I got help in Ukraine and Poland
According to Dzmitry Kudzialevich, upon his arrival to Ukraine he has got legal and financial help from Andrej Stryzhak’s BySol foundation:
“The foundation helped me with everything – with money as well as with accommodation. Nobody was indifferent to me.”
Within several days Dzmitry got a humanitarian visa at the Polish consulate in Kiev. Immediately after arrival to Poland he was sent for three days to a local health centre where, in agreement with the Polish authorities, many Belarusians who suffered from the police violence and manhunt during the first days of protests get medical treatment and rehabilitation:
“There were many physically injured people there. I shared accommodation with a young man who had got shot in the chest, a young man in the adjacent room had had his heel smashed by a stun grenade. There were many people there with both physical and mental trauma. They are being taken care of by Belaruski dom organisation in Warsaw.”
Dzmitry Kudzialevich is planning to apply to the Polish authorities for political asylum in the near future.
Belaruskali has already dismissed me
Dzmitry Kudzialevich stays in touch with his mates from Belaruskali strike committee every day.
“I have been dismissed from my work, the company has sent a corresponding notice to my home address. But I still keep in touch with my colleagues as well as with members of the strike committee. Activists are being persecuted and detained. Anatol Bokun, chairman of the strike committee, has also been placed under administrative detention.”
According to Kudzialevich, members of the strike committee are firm in their demands and intentions, but in general, if you take the whole Belaruskali organisation into account, the situation is not that simple:
“Around 20 thousand residents of Salihorsk work for Belaruskali. The administration exercises both active ideological and administrative pressure by threatening to take away bonuses or dismiss. The people are scared, they are afraid to lose their jobs. Unfortunately that’s why the company is still functioning. However, some people are trying to use Italian strike methods.”

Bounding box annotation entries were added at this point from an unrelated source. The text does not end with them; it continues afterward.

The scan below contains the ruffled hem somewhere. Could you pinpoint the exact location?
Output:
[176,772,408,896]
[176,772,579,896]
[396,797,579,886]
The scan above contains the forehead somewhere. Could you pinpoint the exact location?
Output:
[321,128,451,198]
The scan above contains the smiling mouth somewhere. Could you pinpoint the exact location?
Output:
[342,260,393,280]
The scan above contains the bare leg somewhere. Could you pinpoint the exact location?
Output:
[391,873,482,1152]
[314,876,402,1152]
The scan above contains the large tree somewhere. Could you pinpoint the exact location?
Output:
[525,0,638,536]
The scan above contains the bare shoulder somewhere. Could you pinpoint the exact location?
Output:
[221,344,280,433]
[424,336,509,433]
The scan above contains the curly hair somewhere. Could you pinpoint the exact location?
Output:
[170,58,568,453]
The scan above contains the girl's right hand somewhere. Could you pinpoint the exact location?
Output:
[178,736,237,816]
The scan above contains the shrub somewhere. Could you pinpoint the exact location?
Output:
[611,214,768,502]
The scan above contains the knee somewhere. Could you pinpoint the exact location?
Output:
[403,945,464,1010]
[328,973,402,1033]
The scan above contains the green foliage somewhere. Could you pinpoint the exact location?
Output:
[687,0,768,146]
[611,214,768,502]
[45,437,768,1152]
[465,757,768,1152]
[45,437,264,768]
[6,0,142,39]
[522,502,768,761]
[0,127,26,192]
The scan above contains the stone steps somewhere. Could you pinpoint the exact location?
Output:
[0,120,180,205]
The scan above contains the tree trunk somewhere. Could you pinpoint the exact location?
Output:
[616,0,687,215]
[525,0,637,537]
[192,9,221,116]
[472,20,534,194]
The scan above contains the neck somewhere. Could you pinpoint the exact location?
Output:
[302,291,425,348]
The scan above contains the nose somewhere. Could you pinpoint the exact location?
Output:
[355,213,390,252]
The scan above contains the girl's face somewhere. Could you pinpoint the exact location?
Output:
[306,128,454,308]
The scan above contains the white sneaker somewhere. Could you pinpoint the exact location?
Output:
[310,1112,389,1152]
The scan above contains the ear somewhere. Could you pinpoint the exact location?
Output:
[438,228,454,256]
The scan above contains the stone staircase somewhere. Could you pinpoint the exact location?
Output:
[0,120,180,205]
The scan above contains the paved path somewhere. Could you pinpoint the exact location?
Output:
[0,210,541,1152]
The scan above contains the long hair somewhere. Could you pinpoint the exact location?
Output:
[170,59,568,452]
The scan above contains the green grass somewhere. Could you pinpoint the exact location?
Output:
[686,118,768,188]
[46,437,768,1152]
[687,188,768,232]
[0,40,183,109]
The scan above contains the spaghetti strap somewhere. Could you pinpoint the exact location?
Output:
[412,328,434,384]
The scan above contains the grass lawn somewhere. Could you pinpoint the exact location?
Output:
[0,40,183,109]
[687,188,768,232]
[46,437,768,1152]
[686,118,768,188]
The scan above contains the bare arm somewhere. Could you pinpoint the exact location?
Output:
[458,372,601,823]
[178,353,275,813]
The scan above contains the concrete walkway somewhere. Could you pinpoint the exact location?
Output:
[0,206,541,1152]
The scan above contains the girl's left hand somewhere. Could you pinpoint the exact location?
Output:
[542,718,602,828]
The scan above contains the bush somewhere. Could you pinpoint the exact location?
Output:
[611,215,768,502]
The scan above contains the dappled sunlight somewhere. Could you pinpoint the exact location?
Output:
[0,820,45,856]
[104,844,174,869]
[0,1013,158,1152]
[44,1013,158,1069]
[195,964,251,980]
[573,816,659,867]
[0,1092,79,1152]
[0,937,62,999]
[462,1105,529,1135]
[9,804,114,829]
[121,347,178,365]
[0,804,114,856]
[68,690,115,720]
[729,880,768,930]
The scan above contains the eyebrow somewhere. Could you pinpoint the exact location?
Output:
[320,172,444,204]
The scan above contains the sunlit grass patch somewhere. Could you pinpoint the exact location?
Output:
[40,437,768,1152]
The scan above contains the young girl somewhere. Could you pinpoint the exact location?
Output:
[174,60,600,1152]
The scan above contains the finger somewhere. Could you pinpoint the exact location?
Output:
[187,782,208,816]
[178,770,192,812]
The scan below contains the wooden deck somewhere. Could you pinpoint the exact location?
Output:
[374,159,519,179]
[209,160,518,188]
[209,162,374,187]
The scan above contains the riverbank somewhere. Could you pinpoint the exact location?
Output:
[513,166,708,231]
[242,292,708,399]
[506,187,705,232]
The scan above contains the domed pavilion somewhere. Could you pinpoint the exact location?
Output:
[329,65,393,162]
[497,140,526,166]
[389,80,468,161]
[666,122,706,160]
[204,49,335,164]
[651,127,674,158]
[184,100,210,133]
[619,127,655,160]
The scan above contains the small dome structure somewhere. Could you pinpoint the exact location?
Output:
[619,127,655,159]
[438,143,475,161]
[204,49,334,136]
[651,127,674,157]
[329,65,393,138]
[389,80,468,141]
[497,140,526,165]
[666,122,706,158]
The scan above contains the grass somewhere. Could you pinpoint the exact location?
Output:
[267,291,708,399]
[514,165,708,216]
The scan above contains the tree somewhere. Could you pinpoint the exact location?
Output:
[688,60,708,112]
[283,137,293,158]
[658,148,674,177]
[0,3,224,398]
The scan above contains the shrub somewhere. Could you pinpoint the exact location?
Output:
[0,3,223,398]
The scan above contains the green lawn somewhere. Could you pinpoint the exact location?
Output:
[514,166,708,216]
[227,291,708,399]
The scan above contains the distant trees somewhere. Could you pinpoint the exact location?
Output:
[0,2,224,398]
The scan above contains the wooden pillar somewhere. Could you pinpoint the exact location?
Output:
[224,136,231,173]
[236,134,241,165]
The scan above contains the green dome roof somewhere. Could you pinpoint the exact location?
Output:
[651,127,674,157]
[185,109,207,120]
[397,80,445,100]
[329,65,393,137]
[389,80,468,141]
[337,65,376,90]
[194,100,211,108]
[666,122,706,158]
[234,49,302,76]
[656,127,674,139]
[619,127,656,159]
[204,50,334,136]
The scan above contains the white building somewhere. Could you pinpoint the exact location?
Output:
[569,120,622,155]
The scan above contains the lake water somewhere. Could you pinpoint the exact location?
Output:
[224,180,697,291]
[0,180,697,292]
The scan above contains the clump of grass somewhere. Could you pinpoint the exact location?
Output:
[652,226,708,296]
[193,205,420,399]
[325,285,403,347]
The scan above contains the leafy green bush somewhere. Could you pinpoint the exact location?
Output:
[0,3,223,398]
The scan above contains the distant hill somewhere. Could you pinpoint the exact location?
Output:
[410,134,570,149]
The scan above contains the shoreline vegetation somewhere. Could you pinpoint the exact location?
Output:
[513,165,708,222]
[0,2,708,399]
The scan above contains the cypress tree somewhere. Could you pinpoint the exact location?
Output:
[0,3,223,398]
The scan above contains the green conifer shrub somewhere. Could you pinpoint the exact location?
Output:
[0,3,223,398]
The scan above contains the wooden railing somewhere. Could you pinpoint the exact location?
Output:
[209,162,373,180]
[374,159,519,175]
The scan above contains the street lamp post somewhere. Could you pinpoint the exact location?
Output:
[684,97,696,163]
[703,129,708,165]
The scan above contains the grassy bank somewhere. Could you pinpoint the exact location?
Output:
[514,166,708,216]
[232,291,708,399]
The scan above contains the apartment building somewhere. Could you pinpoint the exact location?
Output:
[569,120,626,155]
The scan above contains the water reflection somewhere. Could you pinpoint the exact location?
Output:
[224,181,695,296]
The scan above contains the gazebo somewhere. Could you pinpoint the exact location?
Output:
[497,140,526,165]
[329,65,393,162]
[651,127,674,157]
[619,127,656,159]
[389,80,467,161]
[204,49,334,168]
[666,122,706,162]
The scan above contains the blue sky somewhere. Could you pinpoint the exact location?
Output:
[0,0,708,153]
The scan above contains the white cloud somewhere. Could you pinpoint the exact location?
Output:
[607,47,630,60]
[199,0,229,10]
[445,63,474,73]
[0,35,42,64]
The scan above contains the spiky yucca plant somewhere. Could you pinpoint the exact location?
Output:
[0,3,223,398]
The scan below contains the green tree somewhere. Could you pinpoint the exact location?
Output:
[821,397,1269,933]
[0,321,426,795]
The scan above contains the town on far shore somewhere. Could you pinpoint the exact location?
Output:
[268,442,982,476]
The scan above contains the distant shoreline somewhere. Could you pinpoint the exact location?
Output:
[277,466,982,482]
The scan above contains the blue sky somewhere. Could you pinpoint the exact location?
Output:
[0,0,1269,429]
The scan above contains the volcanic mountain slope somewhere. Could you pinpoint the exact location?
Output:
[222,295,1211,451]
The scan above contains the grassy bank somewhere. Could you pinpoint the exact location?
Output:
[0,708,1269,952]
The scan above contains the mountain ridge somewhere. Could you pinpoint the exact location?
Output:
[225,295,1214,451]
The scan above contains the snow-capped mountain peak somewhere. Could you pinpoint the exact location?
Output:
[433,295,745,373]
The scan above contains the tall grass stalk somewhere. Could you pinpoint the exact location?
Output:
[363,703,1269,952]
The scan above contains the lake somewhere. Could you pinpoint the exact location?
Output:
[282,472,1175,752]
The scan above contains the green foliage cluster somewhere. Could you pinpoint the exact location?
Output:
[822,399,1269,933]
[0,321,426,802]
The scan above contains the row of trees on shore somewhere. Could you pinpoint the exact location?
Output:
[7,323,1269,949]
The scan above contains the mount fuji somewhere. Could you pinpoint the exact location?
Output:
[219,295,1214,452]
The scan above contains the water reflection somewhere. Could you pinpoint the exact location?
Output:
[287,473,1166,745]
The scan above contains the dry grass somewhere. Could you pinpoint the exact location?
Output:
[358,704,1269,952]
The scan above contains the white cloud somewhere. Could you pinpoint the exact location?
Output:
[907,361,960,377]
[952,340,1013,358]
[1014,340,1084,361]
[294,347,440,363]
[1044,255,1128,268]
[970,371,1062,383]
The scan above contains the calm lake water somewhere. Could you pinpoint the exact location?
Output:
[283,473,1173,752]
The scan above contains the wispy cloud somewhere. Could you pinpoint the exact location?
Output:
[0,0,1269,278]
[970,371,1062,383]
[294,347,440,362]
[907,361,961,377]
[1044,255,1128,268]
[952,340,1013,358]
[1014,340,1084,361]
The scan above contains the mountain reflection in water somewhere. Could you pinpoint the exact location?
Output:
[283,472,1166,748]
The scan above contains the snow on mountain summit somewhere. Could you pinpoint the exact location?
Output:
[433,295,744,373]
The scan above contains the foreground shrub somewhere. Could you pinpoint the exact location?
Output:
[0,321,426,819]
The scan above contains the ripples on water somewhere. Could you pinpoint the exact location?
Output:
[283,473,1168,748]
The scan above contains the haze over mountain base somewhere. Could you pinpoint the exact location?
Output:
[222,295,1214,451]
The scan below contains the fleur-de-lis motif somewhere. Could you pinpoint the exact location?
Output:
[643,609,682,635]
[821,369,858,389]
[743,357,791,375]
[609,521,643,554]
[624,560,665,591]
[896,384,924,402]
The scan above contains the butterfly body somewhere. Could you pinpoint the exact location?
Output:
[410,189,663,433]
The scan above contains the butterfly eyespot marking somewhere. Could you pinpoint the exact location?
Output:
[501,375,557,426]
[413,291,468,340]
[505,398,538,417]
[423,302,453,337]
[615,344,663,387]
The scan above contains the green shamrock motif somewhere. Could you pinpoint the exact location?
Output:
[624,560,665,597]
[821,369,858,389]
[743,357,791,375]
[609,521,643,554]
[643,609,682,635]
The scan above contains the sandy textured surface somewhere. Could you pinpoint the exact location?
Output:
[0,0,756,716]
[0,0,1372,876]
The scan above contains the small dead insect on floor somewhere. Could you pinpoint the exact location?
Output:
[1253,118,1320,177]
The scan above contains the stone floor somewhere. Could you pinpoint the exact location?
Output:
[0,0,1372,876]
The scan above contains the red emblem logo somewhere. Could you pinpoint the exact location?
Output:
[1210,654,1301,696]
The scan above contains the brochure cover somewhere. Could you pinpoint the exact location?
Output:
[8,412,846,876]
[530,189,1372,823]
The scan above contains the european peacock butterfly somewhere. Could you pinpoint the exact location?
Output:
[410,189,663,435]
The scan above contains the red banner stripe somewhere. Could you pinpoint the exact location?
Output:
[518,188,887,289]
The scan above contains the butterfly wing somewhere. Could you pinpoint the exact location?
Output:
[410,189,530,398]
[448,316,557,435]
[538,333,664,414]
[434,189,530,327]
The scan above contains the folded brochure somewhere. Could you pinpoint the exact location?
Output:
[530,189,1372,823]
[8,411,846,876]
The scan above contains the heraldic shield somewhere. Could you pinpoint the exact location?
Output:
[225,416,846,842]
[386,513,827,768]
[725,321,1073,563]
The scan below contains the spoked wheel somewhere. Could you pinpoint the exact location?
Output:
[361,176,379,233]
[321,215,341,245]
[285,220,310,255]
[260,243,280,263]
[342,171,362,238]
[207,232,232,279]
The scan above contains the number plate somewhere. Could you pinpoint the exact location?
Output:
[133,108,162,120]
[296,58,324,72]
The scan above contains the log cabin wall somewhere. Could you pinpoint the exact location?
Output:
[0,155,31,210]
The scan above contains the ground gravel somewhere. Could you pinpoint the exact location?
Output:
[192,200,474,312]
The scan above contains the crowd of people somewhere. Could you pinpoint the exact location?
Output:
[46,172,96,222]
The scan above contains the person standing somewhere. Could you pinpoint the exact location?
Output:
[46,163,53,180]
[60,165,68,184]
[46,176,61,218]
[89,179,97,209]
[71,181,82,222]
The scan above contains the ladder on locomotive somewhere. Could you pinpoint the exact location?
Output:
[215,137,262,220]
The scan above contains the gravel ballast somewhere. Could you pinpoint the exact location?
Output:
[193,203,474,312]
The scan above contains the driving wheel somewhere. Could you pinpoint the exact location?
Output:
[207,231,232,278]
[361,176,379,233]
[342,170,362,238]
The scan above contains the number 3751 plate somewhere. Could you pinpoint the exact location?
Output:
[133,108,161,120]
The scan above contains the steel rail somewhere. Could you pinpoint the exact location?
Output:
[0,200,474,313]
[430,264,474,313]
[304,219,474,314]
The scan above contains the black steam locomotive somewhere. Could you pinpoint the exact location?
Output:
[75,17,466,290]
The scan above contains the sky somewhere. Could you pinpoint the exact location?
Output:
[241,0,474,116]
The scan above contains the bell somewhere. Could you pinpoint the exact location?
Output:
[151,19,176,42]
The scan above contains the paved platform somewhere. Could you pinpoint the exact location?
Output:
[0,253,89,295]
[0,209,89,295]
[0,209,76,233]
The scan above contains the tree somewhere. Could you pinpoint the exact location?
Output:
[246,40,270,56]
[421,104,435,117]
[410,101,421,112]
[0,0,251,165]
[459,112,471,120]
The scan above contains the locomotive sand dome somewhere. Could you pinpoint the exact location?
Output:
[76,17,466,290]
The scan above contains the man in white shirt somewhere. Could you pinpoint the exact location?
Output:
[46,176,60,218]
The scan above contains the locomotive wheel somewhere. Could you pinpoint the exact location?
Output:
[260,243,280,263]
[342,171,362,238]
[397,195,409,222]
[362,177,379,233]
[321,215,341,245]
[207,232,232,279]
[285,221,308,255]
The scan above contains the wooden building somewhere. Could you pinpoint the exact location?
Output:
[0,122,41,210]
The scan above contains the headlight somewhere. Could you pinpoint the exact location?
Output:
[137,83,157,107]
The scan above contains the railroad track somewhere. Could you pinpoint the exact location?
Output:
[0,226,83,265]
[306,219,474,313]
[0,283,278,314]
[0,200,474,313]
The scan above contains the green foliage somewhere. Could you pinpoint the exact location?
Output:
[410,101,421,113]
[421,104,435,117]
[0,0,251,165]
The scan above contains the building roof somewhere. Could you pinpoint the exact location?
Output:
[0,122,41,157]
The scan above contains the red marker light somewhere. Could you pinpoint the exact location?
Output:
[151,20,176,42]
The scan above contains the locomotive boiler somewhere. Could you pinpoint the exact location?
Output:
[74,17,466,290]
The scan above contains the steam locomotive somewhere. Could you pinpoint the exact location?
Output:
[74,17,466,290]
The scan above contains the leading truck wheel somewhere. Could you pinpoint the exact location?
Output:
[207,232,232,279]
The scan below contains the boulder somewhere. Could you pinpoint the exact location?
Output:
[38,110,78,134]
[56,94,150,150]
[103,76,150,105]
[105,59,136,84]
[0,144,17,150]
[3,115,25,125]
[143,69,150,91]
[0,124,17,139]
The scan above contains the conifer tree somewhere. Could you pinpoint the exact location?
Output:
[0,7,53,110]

Dzmitry says that the workers can influence the work process of the company without violating labour regulations:
“There is a special order of actions, and this is what we did in the beginning of the strike in order to gradually stop production. It can not lead to any human-made disaster in the company. But one has to stick to certain rules, both in the mine under the ground and above. Unfortunately, there are no sufficient human resources, because the administration also takes actions.”
Dzmitry admits that he continues working and helping his mates from the strike committee here in Poland, just like he did in Ukraine.
My wife was summoned to the KGB
Dzmitry’s family – wife and children – are still in Salihorsk. He misses them and is worried about their safety:
“My daughter turned nine on 25 September, my son will turn 17 in October. I miss them a lot and worry about their safety. After my escape my wife was summoned to the KGB once, now they keep silent. But this silence does not reassure me.”
“It’s not quite clear yet how to organise life in Poland. My wife and I need confidence, our children need to go to school. I am not indifferent to my family’s destiny. I observe the situation and stay informed. Even if there is a minor threat to their safety, I will do everything to have them here with me. Everyday problems will be the least of my worries.”